Robustness to alternate method parameters and inputs: Reviewer Sq1D asked how SSME’s performance responds to different initializations and different bandwidths, while reviewers Nk8N and HJAd asked about the importance of classifier set design, including whether one should be careful which classifiers to include and what the benefit of additional classifiers would be. We have included additional experiments to address these comments, finding that SSME maintains its performance even with other initializations. Furthermore, we show that our automated bandwidth selection procedure (Sheather-Jones) outperforms other plausible bandwidth selection procedures. Finally, consistent with our theoretical results, we show that performance improves as additional classifiers are used.

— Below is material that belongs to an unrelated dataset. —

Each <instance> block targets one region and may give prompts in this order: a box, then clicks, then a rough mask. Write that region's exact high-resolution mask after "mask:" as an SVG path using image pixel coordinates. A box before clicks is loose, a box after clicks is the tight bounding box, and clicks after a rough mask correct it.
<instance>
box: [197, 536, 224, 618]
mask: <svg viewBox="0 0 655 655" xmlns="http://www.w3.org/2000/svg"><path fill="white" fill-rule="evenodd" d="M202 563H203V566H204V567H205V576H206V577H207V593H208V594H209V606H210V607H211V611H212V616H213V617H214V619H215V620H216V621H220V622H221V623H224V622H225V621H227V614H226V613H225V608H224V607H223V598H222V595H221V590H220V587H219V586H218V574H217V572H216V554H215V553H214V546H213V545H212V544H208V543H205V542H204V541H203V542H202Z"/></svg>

Assuming that labeled & unlabeled data are sampled IID: Reviewers Sq1D and Nk8N asked whether it is realistic to assume that the labeled and unlabeled data are drawn from the same distribution. We provide examples showing why such settings commonly arise in important real-world scenarios. We also conduct an additional experiment to measure SSME’s performance when this assumption does not hold – i.e., under realistic distribution shifts between labeled and unlabeled data. We find that SSME retains its advantage over baselines even in the presence of distribution shifts.

最终决定Accept (poster)

2025-09-17

This paper introduces SSME, a semi-supervised method for performance estimation without labeled data, based on modeling the joint distribution of predictions and labels using KDE and classifier mixtures.

Reviewers generally acknowledge the novelty and practical relevance of the problem setting and experimental validation. Several concerns were raised, including limited coverage of related work, the gap between theory and implementation, and scalability in high-dimensional settings. The authors provided a detailed rebuttal, and some reviewers acknowledged these responses and updated their scores accordingly. Some remained concerned about clarity, especially in the writing and appendix.

While certain aspects could benefit from further refinement, I find the paper addresses an important and under-explored problem with a well-motivated approach and strong empirical results. I recommend acceptance.